Demolition of the structure began shortly after lunchtime, said Eugene Smith, project superintendent for JE Dunn Construction.
He said Veit Construction, which is a subcontractor on the job, began chipping away at the building and segregating iron, aluminum, sheet metal and concrete.
“They pull the concrete and recycle everything,” Smith said.
The east wing was deemed unusable after a March 2014 fire.
An investigation is ongoing into the event that displaced Trinity students for the entire fourth quarter of the 2013-14 school year and led to the demolition of the east wing, library, main offices and commons area because of the damage’s significance.
Both Glasser and Rev.

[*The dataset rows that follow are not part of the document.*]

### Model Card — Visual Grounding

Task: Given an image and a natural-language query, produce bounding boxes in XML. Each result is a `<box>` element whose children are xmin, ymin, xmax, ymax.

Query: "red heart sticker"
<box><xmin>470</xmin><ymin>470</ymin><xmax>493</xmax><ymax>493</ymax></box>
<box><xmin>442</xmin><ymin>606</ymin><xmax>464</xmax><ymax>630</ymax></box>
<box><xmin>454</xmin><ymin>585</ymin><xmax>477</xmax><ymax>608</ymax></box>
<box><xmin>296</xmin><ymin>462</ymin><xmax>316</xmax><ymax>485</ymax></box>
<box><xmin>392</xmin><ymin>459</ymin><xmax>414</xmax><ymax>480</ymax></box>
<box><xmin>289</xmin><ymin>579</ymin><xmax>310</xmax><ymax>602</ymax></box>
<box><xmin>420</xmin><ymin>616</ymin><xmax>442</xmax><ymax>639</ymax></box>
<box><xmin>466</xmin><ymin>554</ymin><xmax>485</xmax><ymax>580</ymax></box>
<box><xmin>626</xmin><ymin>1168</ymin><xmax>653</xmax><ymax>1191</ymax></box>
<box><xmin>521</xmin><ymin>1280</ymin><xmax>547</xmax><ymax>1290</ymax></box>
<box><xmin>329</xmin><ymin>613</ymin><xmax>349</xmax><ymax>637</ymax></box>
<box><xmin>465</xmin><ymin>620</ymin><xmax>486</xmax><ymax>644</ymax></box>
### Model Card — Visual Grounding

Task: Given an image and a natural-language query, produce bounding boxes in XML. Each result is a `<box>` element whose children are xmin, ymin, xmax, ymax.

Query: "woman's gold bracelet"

Kregg Hochhalter, the school’s dean and a former Trinity student, described a surreal feeling watching the demolition.
Hochhalter, whose office is near the area where the demolition was happening, said he listened to it much of the afternoon.
“Doors are closing physically, walls are coming down literally, but they’re going back up,” he said. “Unlike a year ago when we saw that machine in our yard, now we know that we’re going to build.”
Trinity is planning a summer groundbreaking for a new east wing on the spot, possibly as early as next month.
Gregg Grinsteinner drove past the construction on his way home from school, looked out his window and pointed to where the excavator was parked.
“That was my classroom for 21 years,” said Grinsteinner, a math teacher who is also the school’s athletic director and boys basketball coach.
Grinsteinner, like all Trinity teachers whose rooms were in the east wing, has spent the entire school year teaching in a portable building attached to the school’s west wing.
The demolition halted for about an hour Tuesday as crews encountered what they believed to be asbestos in an unexpected area. The substance was sent to Badlands Environmental Consultants in Bismarck for testing.
“We thought it was on the outside of the foundation because we encountered it in the demolition done last summer,” Smith said.
Other crews spent time Tuesday cutting a gap between the section of the high school that will remain from the part being demolished.
“They create an actual gap, so that when they bring it down, we don’t put any stress on the wall that stays,” Smith said.
Trinity seniors finish classes at the end of this week, and the rest of the school will dismiss for the summer at the end of next week. Glasser said he was told the demolition should be complete by then.
“It’s coming down, so we know we’re going to be rebuilding,” he said.